Calm down, it’s Arkansas. What did you expect? Just something else for them to stockpile along with their closet full of incandescent bulbs and 55 gallon barrel of bleach.
No, which is why I will continue to vote for people who like medical realities. 2/3rds of the voting age population is fine with insane asylum rejects running their country/state/county.
Maybe you should ask them if they’re OK with children being victims of medical malpractice made mainstream, instead of the people who are outnumbered 2 to 1.
This statement is extremely ironic given your username.
I was replying to an argument that the drug isn’t very harmful by showing a study that documents multiple instances of neurological damage caused by misuse (which is an even greater risk when not used under a doctor’s supervision), and it has even resulted in coma and death.
So you should read my “nothing big” comment in that light, and again remember your username.
(And this shit certainly isn’t water, unless you’re comparing it to potentially contaminated water.)
Former horse owner here: No, tack and feed stores carry the stuff in syringes for squirting into the animal’s mouth, whether they liked it or not [narrator: they don’t] and normally there’d be no problem getting it, or any other anthelmintic, but during COVID stores I shopped at put up signs on the shelves limiting the amount you could buy, and ivermectin was often in short supply.
Because that’s inaccurate, heavily implying it’s only used for horses.
If it’s done tongue-in-cheek, like calling a salad “rabbit food”, that’s one thing. But a lot of people were spreading misinformation during the pandemic, and mischaracterizing ivermectin was part of it.
No, I’m saying that’s not the only source or usage of it.
Too many times it was reductively and mockingly called “horse dewormer” during the pandemic, to imply that it was insane for a human to ever take it. So the criticism of that terminology was completely worth it, and your snark about that criticism is totally unwarranted and ignorant.
No, it was called that because that’s what it was. Humans were taking medicine for themselves that was literally intended for horse deworming. That same medicine is also available in a formulation for human use, but humans were still taking the horse formulation.

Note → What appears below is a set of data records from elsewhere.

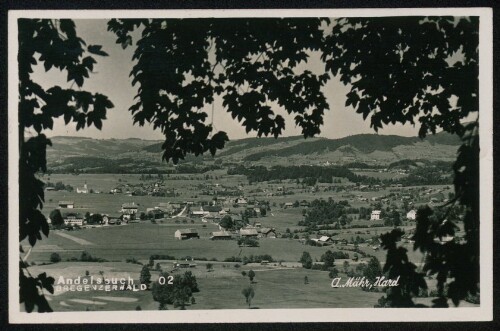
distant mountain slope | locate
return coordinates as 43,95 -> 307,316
47,133 -> 460,172
245,133 -> 460,161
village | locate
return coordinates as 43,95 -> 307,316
47,175 -> 456,245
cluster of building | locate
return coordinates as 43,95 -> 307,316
174,226 -> 276,240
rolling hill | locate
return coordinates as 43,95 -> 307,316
47,133 -> 460,173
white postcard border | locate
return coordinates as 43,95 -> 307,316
8,8 -> 493,324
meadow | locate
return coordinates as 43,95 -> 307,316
22,171 -> 458,311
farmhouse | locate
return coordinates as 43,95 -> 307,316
76,183 -> 89,194
235,197 -> 248,205
240,228 -> 259,237
210,231 -> 233,240
146,208 -> 166,220
406,209 -> 417,221
121,202 -> 139,215
311,236 -> 333,246
174,229 -> 200,240
300,200 -> 309,207
61,208 -> 85,226
260,228 -> 276,238
370,210 -> 381,221
59,201 -> 75,209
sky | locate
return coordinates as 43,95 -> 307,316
32,19 -> 418,140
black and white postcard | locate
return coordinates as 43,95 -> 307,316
8,8 -> 493,323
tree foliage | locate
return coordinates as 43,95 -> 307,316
18,19 -> 113,312
108,18 -> 329,163
322,16 -> 479,306
18,17 -> 479,311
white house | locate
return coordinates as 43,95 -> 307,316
76,183 -> 89,194
406,209 -> 417,221
370,210 -> 381,221
174,229 -> 200,240
59,201 -> 75,209
121,202 -> 139,215
235,198 -> 248,205
61,208 -> 84,226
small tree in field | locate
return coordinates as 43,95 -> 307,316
299,252 -> 313,269
50,253 -> 61,263
139,265 -> 151,285
248,270 -> 255,283
49,209 -> 64,229
241,286 -> 255,308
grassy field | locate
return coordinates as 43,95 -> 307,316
22,171 -> 464,311
23,223 -> 368,262
32,262 -> 382,311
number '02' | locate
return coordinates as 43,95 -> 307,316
158,276 -> 174,285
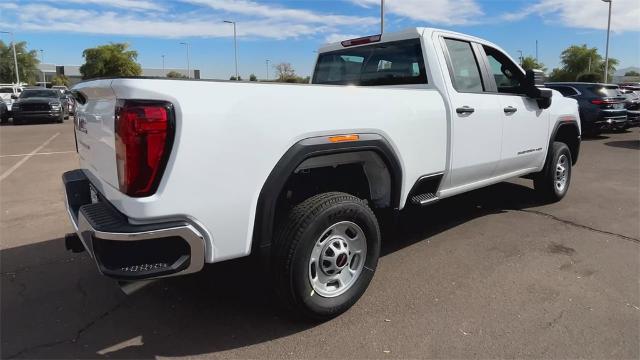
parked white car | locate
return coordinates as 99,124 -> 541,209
63,28 -> 580,319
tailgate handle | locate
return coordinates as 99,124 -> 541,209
456,105 -> 476,114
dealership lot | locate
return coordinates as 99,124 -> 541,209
0,121 -> 640,358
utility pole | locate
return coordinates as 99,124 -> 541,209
224,20 -> 240,81
266,59 -> 271,81
0,31 -> 20,85
180,42 -> 191,79
602,0 -> 613,83
40,49 -> 47,87
518,50 -> 524,66
380,0 -> 384,35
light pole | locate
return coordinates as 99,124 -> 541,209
180,42 -> 191,79
0,31 -> 20,85
266,59 -> 271,81
40,49 -> 47,87
380,0 -> 384,35
602,0 -> 613,83
224,20 -> 240,81
518,50 -> 523,66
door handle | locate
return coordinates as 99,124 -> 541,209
456,105 -> 476,114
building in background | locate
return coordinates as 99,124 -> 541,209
36,63 -> 200,86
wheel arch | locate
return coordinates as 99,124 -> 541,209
549,118 -> 581,165
251,133 -> 403,254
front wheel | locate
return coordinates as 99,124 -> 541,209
272,192 -> 380,320
533,142 -> 572,202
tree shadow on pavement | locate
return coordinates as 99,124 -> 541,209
604,140 -> 640,150
0,183 -> 539,358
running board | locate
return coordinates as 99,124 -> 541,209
411,193 -> 440,206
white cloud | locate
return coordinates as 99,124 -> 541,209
47,0 -> 164,10
351,0 -> 484,25
0,0 -> 378,39
502,0 -> 640,32
183,0 -> 378,26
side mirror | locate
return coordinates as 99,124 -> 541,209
524,70 -> 553,109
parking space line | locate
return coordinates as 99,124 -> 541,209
0,132 -> 60,181
0,150 -> 76,158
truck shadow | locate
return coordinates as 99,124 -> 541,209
0,183 -> 539,358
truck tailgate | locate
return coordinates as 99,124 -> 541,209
74,80 -> 118,189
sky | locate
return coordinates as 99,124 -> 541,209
0,0 -> 640,79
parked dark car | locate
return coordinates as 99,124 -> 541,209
620,89 -> 640,127
545,82 -> 628,136
11,89 -> 68,125
0,101 -> 9,124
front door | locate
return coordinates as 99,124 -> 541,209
443,38 -> 502,188
482,45 -> 549,175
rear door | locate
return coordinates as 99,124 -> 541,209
480,45 -> 549,175
441,36 -> 502,188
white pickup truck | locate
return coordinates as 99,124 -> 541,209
63,28 -> 580,319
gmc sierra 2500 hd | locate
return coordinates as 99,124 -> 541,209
63,28 -> 580,319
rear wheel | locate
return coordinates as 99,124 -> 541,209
533,142 -> 572,202
272,192 -> 380,320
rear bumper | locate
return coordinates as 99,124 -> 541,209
12,110 -> 62,120
593,115 -> 628,130
62,170 -> 205,281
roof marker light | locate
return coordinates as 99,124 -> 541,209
340,35 -> 382,47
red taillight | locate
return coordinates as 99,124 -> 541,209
115,101 -> 173,197
591,99 -> 620,105
341,35 -> 382,47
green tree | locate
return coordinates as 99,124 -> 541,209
51,75 -> 71,87
0,40 -> 40,84
273,63 -> 296,82
576,73 -> 602,82
167,70 -> 187,79
522,56 -> 547,72
80,43 -> 142,79
549,44 -> 618,81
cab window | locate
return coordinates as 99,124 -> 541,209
483,46 -> 524,94
444,39 -> 484,92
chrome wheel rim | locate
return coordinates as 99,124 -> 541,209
553,154 -> 569,193
308,221 -> 367,297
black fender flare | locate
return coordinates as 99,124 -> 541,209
545,118 -> 582,165
252,133 -> 402,254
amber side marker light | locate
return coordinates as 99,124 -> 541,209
329,134 -> 360,143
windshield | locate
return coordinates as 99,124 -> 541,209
313,39 -> 427,86
20,90 -> 60,99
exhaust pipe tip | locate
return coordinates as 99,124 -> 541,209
64,233 -> 85,253
118,279 -> 156,295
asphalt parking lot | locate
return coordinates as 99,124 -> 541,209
0,121 -> 640,359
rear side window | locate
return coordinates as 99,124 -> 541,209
590,86 -> 620,97
312,39 -> 427,86
444,39 -> 484,92
551,86 -> 578,96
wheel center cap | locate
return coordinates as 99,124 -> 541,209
336,253 -> 347,268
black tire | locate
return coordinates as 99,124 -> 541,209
272,192 -> 380,321
533,142 -> 573,202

Even if the active ingredient is the same, it’s stupid to take a medicine that’s formulated for one species, and administer it to a different species.
Yeah, shelves at animal supply stores were regularly empty during the pandemic. People were and still are literally buying horse de-wormer to use themselves. It is not reductive, though it IS mocking (rightly so), when it is the literal truth of the situation.
And before that, there was HCQ. Because it was getting touted as a COVID “cure”, one couple ingested chemicals intended to clean their fish tank. And they’re not the only ones to have poisoned themselves trying homebrew “remedies” based on things they heard from irresponsible officials.